The government’s action means that any company wishing to market a comic book, graphic novel or related item with any variation of “super hero” in the name or title must get permission from Marvel and DC. Dan Taylor, the Costa Mesa-based creator of the “Super Hero Happy Hour” comic, learned about this absurdity two years ago when he was contacted by lawyers for Marvel and DC, prompting him to rename his series to the more pedestrian “Hero Happy Hour.”
The notion of superheroes goes back at least to 1938, when Superman made his debut in Action Comics. The term’s first commercial use, the trademark holders say, was in 1966. Still, it’s hard to think of “super hero” as anything more than a description of the entire category of characters, not a particular brand. As a familiar DC series so aptly puts it, there is an entire legion of superheroes, and their ranks extend far beyond the rosters created by those two companies.
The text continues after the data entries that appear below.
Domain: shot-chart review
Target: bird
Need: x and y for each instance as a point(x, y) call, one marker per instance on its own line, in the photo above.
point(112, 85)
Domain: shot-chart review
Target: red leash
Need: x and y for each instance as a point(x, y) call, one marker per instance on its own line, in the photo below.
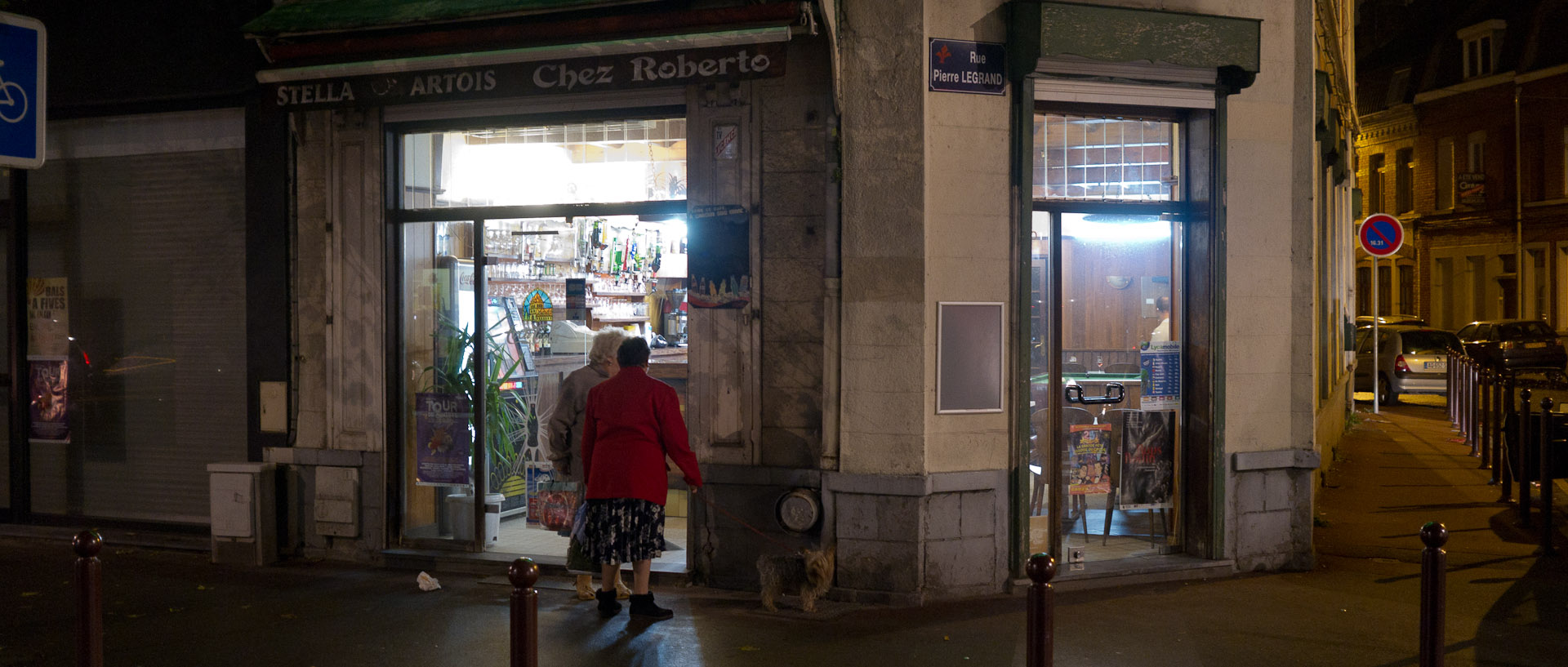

It’s a really stupid trademark claim, and I seriously doubt it would hold up to a serious (deep pockets) legal challenge (which may come about via Sega). But what makes it particularly idiotic is that it’s so unnecessary. People who think of Marvel and DC as the only purveyor of “super heroes” only think that because those are the leading publishers of same. Anyone who sees the term doesn’t think of Marvel and DC per se, but of the metahuman characters they know — for most of the public, that means Spider-Man and Captain America and Superman and Batman and maybe Wonder Woman. They de facto own the reference due to the success of their franchises, which is how it ought to be. But to de jure demand such kow-towing is not only unnecessary, but unseemly. Folks who are familiar with the super heroes from other publishers are going to continue to lump them into the same category, and Marvel and DC just making a legal stink about it will make them seem increasingly petty.
Which won’t make them (or their characters) appear all that heroic at all.